In computer vision and medical image analysis, semantic segmentation plays a pivotal role in understanding and interpreting visual data. One of the prominent architectures in this domain is ResUNet, a fusion of U-Net and ResNet architectures, renowned for its ability to efficiently capture local and global features. In this blog post, we’ll delve into the implementation of ResUNet using TensorFlow, dissecting each block of code to provide a comprehensive understanding.
Understanding ResUNet Architecture
ResUNet combines the encoder-decoder structure of U-Net with residual blocks from ResNet, offering a robust framework for semantic segmentation tasks. The architecture consists of an encoder, a bridge, and a decoder, facilitating the extraction of intricate features at various scales.
Original Paper: Road Extraction by Deep Residual U-Net
Importing Libraries
from tensorflow.keras.layers import Conv2D, BatchNormalization, Activation, MaxPool2D, UpSampling2D, Concatenate, Input
from tensorflow.keras.models import Model
Here, we import all the required layers. We also import the Model class to build the final architecture.
Batch Normalization & ReLU Function
def batchnorm_relu(inputs):
""" Batch Normalization & ReLU """
x = BatchNormalization()(inputs)
x = Activation("relu")(x)
return x
This function applies batch normalization followed by ReLU activation to the input tensor.
Residual Block
This function defines a residual block comprising convolutional layers with a shortcut connection for identity mapping, enhancing feature propagation.
def residual_block(inputs, num_filters, strides=1):
""" Convolutional Layers """
x = batchnorm_relu(inputs)
x = Conv2D(num_filters, 3, padding="same", strides=strides)(x)
x = batchnorm_relu(x)
x = Conv2D(num_filters, 3, padding="same", strides=1)(x)
""" Shortcut Connection (Identity Mapping) """
s = Conv2D(num_filters, 1, padding="same", strides=strides)(inputs)
""" Addition """
x = x + s
return x
The residual block in the ResUNet architecture serves a critical role in facilitating efficient feature propagation and addressing the vanishing gradient problem. Incorporating shortcut connections, allows for the smooth flow of gradients during backpropagation, enhancing optimization and enabling the training of deeper networks.
Read More: What is Residual Network or ResNet?
Decoder Block
This function constructs a decoder block by upsampling the input, concatenating skip connections from the encoder, and applying a residual block.

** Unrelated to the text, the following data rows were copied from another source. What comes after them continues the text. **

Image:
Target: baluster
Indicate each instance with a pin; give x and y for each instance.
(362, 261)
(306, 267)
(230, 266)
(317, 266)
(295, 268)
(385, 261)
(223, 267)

def decoder_block(inputs, skip_features, num_filters):
x = UpSampling2D((2, 2))(inputs)
x = Concatenate()([x, skip_features])
x = residual_block(x, num_filters, strides=1)
return x
The decoder block plays a pivotal role in recovering spatial information and refining segmentation masks. Through upsampling and concatenation of skip connections, it enables the fusion of high-level and low-level features, contributing to the model’s ability to generate accurate and detailed segmentation predictions.
Building ResUNet
def build_resunet(input_shape):
""" RESUNET Architecture """
inputs = Input(input_shape)
""" Endoder 1 """
x = Conv2D(64, 3, padding="same", strides=1)(inputs)
x = batchnorm_relu(x)
x = Conv2D(64, 3, padding="same", strides=1)(x)
s = Conv2D(64, 1, padding="same")(inputs)
s1 = x + s
""" Encoder 2, 3 """
s2 = residual_block(s1, 128, strides=2)
s3 = residual_block(s2, 256, strides=2)
""" Bridge """
b = residual_block(s3, 512, strides=2)
""" Decoder 1, 2, 3 """
x = decoder_block(b, s3, 256)
x = decoder_block(x, s2, 128)
x = decoder_block(x, s1, 64)
""" Classifier """
outputs = Conv2D(1, 1, padding="same", activation="sigmoid")(x)
""" Model """
model = Model(inputs, outputs, name="RESUNET")
return model
This function assembles the ResUNet architecture by defining encoder, bridge, and decoder components, ultimately generating the model.
Model Compilation
if __name__ == "__main__":
shape = (224, 224, 3)
model = build_resunet(shape)
model.summary()
In the main block, we specify the input shape, build the ResUNet model, and display its summary.
Conclusion
ResUNet stands as a formidable architecture in semantic segmentation, blending the strengths of U-Net and ResNet. By implementing it in TensorFlow, we’ve elucidated its intricacies, offering insights into each code block. Armed with this understanding, practitioners can leverage ResUNet for diverse image segmentation tasks, empowering advancements in computer vision and medical imaging.